Casi todas los días, con el crepúsculo, Tony y yo bajamos a la playa. Nos tumbamos en la arena sin ropa y la sensación es maravillosa. La brisa es fresca, pero la arena conserva el calor del sol. Retozamos como niños, desnudos y libres, y hacemos el amor hasta que estamos demasiado cansados para movernos. Ahora, en nuestro nuevo apartamento, nos dormimos el uno en brazos del otro como antaño. Abrir los ojos y verle junto a la ventana abierta preparando el café matinal es como despertarse en el cielo cada día.

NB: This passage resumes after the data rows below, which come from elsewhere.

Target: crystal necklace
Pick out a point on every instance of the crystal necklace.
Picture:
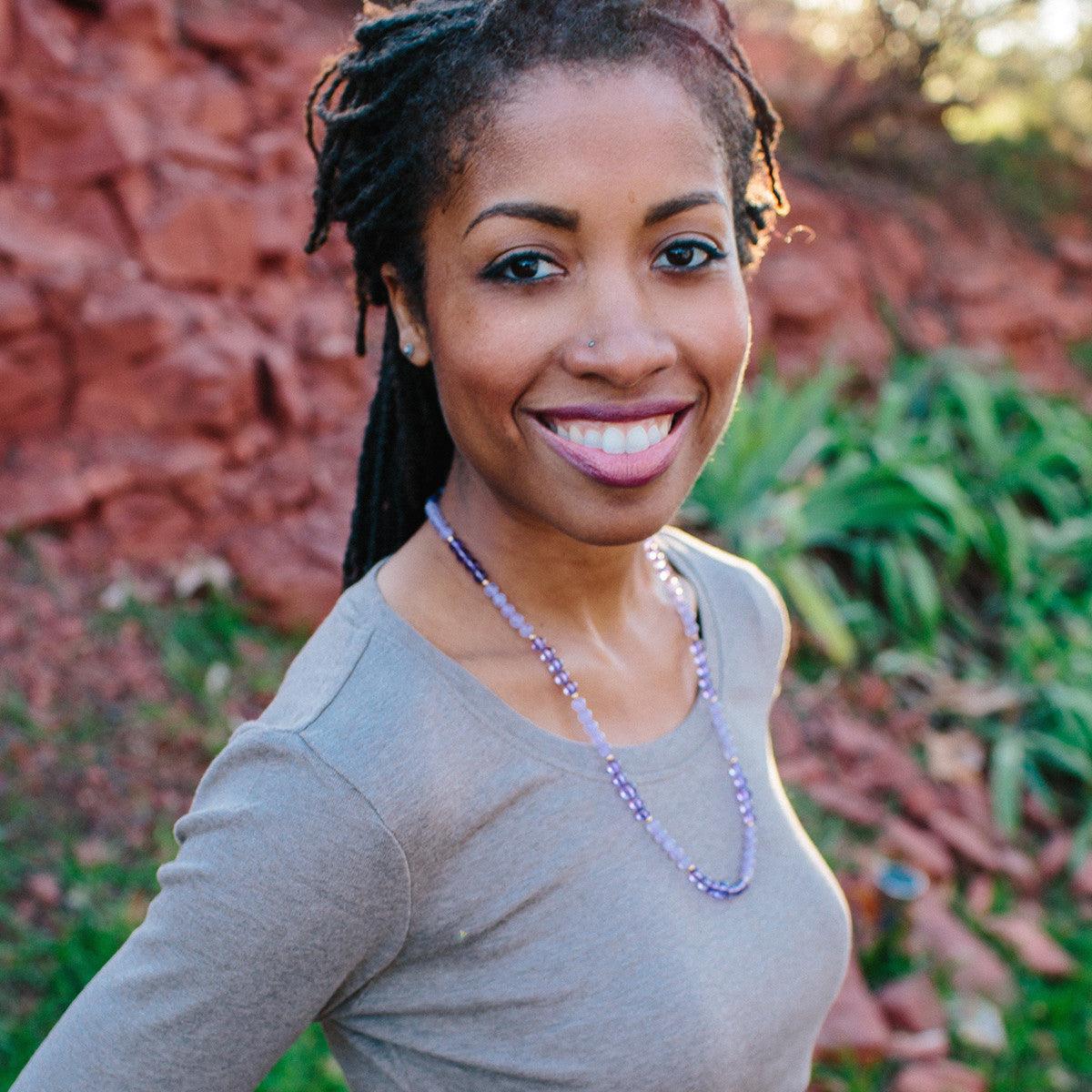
(718, 889)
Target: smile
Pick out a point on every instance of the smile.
(617, 452)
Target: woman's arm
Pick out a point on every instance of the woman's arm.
(288, 895)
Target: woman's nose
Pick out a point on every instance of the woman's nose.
(622, 344)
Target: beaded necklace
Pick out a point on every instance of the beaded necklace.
(718, 889)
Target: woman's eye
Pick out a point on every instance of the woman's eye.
(525, 268)
(682, 255)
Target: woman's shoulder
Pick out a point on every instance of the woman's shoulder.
(742, 592)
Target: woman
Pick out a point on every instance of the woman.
(475, 871)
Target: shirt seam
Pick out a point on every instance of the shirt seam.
(300, 729)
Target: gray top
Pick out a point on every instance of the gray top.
(461, 896)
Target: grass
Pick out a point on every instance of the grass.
(942, 531)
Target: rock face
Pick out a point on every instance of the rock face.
(176, 376)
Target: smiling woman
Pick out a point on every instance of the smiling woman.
(427, 841)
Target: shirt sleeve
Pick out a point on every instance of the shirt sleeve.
(288, 895)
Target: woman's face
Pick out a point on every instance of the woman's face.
(584, 309)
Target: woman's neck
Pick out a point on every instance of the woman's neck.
(550, 577)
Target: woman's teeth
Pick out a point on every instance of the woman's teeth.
(618, 440)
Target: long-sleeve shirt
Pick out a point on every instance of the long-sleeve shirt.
(462, 899)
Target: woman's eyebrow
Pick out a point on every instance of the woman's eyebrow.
(554, 217)
(674, 206)
(529, 210)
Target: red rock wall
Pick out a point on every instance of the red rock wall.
(177, 377)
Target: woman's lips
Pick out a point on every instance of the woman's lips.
(628, 469)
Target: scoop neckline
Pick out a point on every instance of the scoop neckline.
(658, 756)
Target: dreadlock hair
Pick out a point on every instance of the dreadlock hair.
(416, 88)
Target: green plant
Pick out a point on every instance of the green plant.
(944, 530)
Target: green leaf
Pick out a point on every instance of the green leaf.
(817, 611)
(1006, 781)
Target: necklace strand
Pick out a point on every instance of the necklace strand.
(718, 889)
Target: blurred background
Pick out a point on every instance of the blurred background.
(181, 410)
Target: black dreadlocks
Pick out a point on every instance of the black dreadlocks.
(416, 91)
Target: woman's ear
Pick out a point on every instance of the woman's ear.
(412, 337)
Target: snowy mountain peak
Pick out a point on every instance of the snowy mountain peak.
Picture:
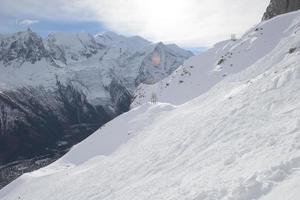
(26, 46)
(235, 137)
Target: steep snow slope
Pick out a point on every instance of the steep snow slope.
(198, 74)
(92, 62)
(238, 141)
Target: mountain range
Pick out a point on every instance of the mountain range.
(224, 125)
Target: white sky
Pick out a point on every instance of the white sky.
(188, 23)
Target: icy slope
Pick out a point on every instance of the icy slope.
(199, 73)
(238, 141)
(93, 63)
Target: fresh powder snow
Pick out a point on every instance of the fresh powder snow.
(227, 130)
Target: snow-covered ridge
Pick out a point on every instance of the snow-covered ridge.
(199, 73)
(91, 62)
(239, 140)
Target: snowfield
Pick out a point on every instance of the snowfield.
(233, 137)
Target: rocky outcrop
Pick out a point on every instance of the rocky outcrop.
(278, 7)
(22, 47)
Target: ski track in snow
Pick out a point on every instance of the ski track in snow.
(238, 140)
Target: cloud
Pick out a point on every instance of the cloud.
(27, 22)
(189, 23)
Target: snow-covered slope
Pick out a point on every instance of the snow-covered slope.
(199, 73)
(240, 140)
(92, 62)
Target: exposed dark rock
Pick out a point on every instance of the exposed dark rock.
(278, 7)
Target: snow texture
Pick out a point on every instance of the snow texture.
(233, 137)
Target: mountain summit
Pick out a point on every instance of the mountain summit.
(229, 129)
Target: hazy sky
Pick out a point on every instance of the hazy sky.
(188, 23)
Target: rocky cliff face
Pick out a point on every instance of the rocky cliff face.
(56, 91)
(278, 7)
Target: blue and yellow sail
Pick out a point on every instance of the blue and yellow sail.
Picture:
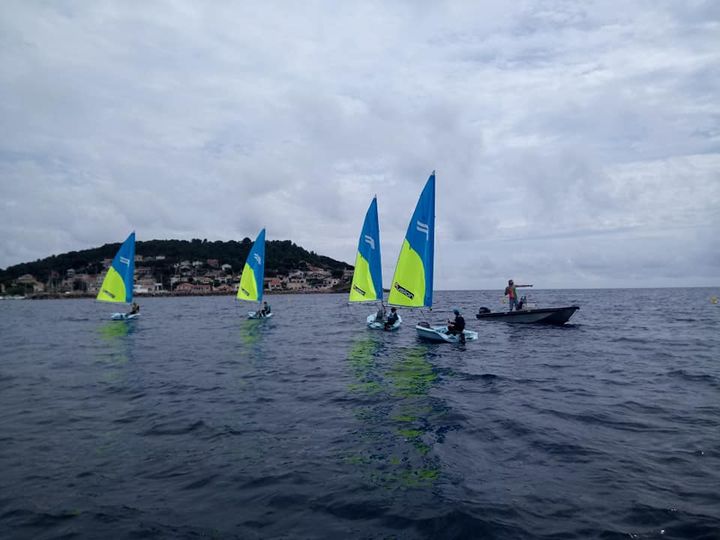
(252, 279)
(367, 278)
(413, 280)
(118, 283)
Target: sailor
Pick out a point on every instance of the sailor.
(380, 315)
(392, 319)
(511, 293)
(457, 326)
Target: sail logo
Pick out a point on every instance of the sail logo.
(359, 290)
(423, 228)
(403, 290)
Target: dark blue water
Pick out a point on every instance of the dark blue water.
(195, 423)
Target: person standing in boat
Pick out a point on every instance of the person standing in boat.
(457, 326)
(511, 293)
(380, 315)
(392, 319)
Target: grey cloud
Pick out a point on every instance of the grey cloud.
(569, 139)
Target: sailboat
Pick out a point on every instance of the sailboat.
(412, 284)
(118, 283)
(367, 278)
(252, 279)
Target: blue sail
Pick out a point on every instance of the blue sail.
(252, 279)
(367, 278)
(413, 280)
(118, 283)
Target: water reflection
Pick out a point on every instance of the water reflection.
(115, 342)
(251, 331)
(399, 421)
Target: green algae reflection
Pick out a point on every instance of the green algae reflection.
(393, 446)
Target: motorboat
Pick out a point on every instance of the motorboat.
(555, 316)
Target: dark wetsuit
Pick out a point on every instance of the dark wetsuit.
(457, 326)
(392, 319)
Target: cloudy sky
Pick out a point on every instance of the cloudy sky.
(577, 144)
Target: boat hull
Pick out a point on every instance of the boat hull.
(124, 316)
(553, 316)
(374, 325)
(438, 334)
(257, 315)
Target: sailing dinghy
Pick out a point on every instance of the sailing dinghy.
(412, 284)
(252, 279)
(117, 287)
(367, 278)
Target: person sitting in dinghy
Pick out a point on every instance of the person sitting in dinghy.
(392, 319)
(457, 326)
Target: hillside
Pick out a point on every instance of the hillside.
(166, 261)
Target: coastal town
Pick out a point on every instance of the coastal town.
(156, 276)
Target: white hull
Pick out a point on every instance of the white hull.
(374, 325)
(257, 315)
(124, 316)
(438, 334)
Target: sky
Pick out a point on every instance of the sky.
(576, 144)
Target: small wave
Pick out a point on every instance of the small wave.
(695, 377)
(168, 430)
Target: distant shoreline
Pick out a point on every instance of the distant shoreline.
(62, 296)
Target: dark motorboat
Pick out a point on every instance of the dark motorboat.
(555, 316)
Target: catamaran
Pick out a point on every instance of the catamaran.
(252, 279)
(412, 284)
(367, 278)
(118, 283)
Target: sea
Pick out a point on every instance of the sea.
(194, 422)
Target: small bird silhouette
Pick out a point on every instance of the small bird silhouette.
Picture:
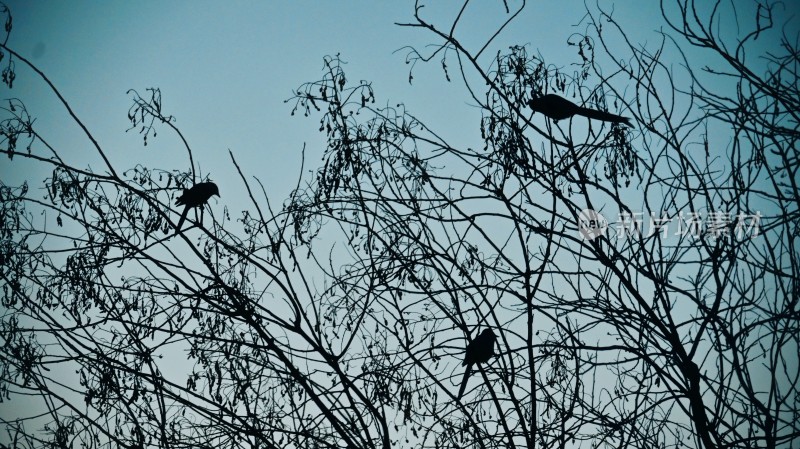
(197, 196)
(480, 350)
(558, 108)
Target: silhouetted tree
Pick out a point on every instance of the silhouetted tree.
(341, 319)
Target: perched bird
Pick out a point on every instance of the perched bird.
(558, 108)
(479, 350)
(197, 196)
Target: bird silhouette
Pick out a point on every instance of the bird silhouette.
(480, 350)
(197, 196)
(558, 108)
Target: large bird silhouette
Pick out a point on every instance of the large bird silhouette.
(479, 350)
(558, 108)
(197, 196)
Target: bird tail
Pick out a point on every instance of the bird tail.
(183, 218)
(464, 381)
(604, 116)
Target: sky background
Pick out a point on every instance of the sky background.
(225, 70)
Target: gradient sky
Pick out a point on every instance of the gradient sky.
(225, 70)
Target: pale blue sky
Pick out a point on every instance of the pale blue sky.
(225, 70)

Ayer me escabullí para ir a la iglesia. Tenía que volver para dar gracias a Dios por haber atendido mis plegarias y haberme devueltoa mi marido sano y salvo. Encendí una velita en el altar como hagocasi siempre y me quedé unos minutos contemplando la llama. Me invadió una gran sensación de paz viéndola vacilar y agitarseen la oscuridad. Sólo me queda una plegaria: que la ceguera de Lucinda se cure. Dios me oyó, porque en aquel momento las ventanas se iluminaron y bañaron la iglesia con multicolores haces de luz, cuando llevaba más de una hora en la oscuridad.

No te rías, ya sabes que yo siempre espero milagros y que, si ellos no me encuentran, yo salgo a buscarlos, aunque estén en los faros de un coche al pasar.